It's been a subtle thing, a slow shift. My support for the full spiritual leadership of women remains what it always was, as does my inclination to include queer folk in the life of the church without bias or reservation. I'm completely convicted that our response to the rising tide of climate change will require significant human adaptation, and that faith is a part of that. I'm not fundamentalist, not by the longest of shots. None of that has changed.
And yet I feel like a fish out of water.
It's more a question of mutating language and culture, I think. The church has changed. I haven't. I just don't frame the world in the same way. I don't think about gender or race or justice in the same way. I don't articulate my faith in the same way. I am and have always been more liberal/anarcholibertarian than left-progressive. I prefer action to discussion. Heck, I prefer root canals to discussion. At least root canals have a clear goal and outcome.
When I sit through meetings, or read through policy statements, I feel like a stranger in a strange land. I understand the language, sure. But I so often feel like a conservative, where before I'd never have considered myself even faintly in that camp. Well, I feel conservative until I listen to the fever-dream falseness peddled by the far right, and then I'm aware of the awkwardly liminal space I inhabit.
The question, though, is whether or not this is a bad thing.
It doesn't have to be. Why must our engagement with those who view the world differently axiomatically be defined in terms of hostility?

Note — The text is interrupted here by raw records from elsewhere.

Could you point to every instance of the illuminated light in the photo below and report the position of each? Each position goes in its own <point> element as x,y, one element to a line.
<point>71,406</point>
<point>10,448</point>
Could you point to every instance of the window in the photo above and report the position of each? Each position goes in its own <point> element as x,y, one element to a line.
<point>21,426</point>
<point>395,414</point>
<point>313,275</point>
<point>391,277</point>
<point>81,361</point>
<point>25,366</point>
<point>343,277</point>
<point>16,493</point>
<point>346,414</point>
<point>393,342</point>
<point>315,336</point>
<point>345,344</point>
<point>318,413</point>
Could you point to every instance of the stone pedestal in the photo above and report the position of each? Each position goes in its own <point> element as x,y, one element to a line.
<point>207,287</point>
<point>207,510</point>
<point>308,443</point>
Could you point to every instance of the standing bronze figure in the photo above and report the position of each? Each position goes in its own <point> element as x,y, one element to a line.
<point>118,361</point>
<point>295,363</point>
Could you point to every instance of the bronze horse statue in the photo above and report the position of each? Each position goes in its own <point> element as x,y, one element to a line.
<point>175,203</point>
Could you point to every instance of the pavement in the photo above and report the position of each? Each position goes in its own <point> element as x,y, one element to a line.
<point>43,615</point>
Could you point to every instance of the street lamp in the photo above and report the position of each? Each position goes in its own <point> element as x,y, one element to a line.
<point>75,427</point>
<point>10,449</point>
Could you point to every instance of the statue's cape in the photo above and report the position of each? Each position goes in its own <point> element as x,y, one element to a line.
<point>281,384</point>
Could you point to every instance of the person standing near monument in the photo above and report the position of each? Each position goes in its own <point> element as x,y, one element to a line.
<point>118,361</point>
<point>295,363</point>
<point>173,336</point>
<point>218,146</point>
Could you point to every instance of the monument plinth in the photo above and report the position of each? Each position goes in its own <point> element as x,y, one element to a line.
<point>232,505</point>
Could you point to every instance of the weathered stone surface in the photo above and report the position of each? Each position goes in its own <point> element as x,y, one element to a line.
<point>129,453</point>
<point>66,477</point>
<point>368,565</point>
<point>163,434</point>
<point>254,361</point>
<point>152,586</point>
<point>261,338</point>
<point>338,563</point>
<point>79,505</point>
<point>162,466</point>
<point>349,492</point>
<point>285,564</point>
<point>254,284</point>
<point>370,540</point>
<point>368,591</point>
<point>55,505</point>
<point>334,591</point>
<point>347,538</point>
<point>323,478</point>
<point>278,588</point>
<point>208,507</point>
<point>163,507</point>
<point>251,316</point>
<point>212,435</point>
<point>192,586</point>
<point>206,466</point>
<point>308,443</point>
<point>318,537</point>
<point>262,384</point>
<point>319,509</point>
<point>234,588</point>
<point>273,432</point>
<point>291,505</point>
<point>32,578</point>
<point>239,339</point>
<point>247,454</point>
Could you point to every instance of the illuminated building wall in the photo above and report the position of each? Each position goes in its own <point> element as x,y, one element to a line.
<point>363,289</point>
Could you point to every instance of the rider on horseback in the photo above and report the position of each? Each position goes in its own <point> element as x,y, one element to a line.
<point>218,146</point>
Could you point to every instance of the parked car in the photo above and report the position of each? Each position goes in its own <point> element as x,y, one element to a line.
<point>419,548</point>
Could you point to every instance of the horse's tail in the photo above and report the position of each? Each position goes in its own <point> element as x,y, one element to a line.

When spending time in a different land, among a different people, why wouldn't you appreciate what you can about them? Like, for the good hearted and faithful progs with whom I am acquainted, their openness to the new things God is doing, their welcome of the stranger, their earnest kindness to those on the margins, their commitment to undoing injustices.
Or, for the good hearted conservatives with whom I am acquainted, their honoring of the witness of those who have come before, their ability to be contented with what is, their holding on to the good, their caution about fixing that which ain't broke.
Like Aesop's Bat, I don't fully inhabit either side in the culture war. But unlike Aesop's Bat, I'm not willing to pretend I'm allied with whichever side is ascendant. Or loudest. Or most aggressive.
My primary allegiances lie elsewhere, after all.